Personnel working in more prominent -- and visible -- locations, such as the Pentagon, are not affected by the ban.

Comments

  • Reply 1 of 10
    I used to play Call of Duty on Xbox and the multiplayer had a feature where it would show lights indicating the locations all the players in the world on a globe. The U.S. of course was lit like a Christmas tree, but in Asia and Africa it was completely dark except for a few notable specks in Iraq, Afghanistan, Somalia, etc. which were obviously U.S. troops playing in their off-duty time.
  • Reply 2 of 10
    FolioFolio Posts: 339member
    QUOTE OF THE DAY: "It goes back to making sure we're not giving the enemy an unfair advantage and we're not showcasing the exact location of our troops worldwide," Pentagon spokesman Col. Rob Manning advised. HMMM...."an unfair advantage?" I thought all was fair in love and war. Is the Pentagon implying its ok to give the enemy a fair advantage?
  • Reply 3 of 10
    MacProMacPro Posts: 17,463member
    Easy solution ...  Airplane Mode / Warrior Mode ;)
    lovemn
  • Reply 4 of 10
    MacProMacPro Posts: 17,463member
    Folio said:
    QUOTE OF THE DAY: "It goes back to making sure we're not giving the enemy an unfair advantage and we're not showcasing the exact location of our troops worldwide," Pentagon spokesman Col. Rob Manning advised. HMMM...."an unfair advantage?" I thought all was fair in love and war. Is the Pentagon implying its ok to give the enemy a fair advantage?
    ROFL
  • Reply 5 of 10
    rob53rob53 Posts: 1,888member
    This is an obvious setting for government personnel using government managed mobile devices. It should be included in their MDM settings. As for personal use, I didn't think military personnel actually had a personal life, they were 24/7 under the control of the military so even their "personal" mobile devices should be under the control of DoD MDM servers. This could also go for certain corporate employees with sensitive jobs. It all comes down to whether someone wants to protect not only their private information but, more importantly, where they are at any given time. 
  • Reply 6 of 10
    Folio said:
    QUOTE OF THE DAY: "It goes back to making sure we're not giving the enemy an unfair advantage and we're not showcasing the exact location of our troops worldwide," Pentagon spokesman Col. Rob Manning advised. HMMM...."an unfair advantage?" I thought all was fair in love and war. Is the Pentagon implying its ok to give the enemy a fair advantage?
    Right.  He should have said something like "unnecessary advantage" or "unintended advantage."  They aren't playing esports, after all.
  • Reply 7 of 10
    dewmedewme Posts: 1,493member
    This absolutely makes sense and reflects military personnel having to adapt their behaviors to work effectively with the technology of the day. Back when I was in the Navy we were lucky to get one letter in the mail once a week and a phone call back to the states once a month. Even with those primitive forms of communication there were still prohibitions on disclosing any information regarding ship movements, port visits, activities, etc. At the ship level there were times when radio, radar, sonar, IFF transponders, location beacons, etc., and other forms of emissions were silenced. Today every person carrying a smart device is connected nearly all of the time and every person with a connected device is essentially a location beacon. This doesn't mean these new capabilities need to be prohibited, they do serve a very important purpose for communication and morale, they just need to be controlled and managed in a disciplined manner just like everything else that is expected of individual soldiers, sailors, and airmen.
  • Reply 8 of 10
    "The app's heat maps were found to help show where people were working out in war zones, indicting a strong likelihood military personnel were operating in the region."

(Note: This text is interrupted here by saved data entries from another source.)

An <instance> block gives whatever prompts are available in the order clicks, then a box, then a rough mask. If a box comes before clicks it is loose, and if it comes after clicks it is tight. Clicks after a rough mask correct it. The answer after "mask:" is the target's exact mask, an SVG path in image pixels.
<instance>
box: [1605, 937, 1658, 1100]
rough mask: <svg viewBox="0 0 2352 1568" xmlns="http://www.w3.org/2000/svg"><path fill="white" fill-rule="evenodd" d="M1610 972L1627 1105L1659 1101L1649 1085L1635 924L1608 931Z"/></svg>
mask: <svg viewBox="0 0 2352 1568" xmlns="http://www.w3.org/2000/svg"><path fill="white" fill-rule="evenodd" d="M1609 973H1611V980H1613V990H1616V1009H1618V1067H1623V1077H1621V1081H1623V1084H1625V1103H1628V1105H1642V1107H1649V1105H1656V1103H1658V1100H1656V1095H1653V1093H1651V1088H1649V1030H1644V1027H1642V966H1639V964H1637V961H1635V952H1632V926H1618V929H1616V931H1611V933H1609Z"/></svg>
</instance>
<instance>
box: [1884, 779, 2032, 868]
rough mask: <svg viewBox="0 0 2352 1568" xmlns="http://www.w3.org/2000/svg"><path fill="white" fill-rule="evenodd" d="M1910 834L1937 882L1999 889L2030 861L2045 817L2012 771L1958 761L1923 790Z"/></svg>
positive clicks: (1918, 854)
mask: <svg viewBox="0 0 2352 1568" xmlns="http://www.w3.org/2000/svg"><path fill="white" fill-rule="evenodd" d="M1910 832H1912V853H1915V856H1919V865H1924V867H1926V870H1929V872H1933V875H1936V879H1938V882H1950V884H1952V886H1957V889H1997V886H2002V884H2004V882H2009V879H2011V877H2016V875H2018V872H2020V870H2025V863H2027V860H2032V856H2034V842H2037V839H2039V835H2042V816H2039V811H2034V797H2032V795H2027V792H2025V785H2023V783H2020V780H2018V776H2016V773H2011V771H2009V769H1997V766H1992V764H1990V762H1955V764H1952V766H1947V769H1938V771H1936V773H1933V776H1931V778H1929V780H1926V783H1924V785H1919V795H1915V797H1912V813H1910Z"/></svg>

    Yeah the heat map gave them away, not the huge uptick in enemy casualties in the area. 
    franklinjackcon
  • Reply 9 of 10
    That’s quite strange, doesn’t a vpn ghost your location? 
  • Reply 10 of 10
    macguimacgui Posts: 797member
    randominternetperson said:
    He should have said something like "unnecessary advantage" or "unintended advantage."  They aren't playing esports, after all.
    No, he should have said 'tactical advantage'.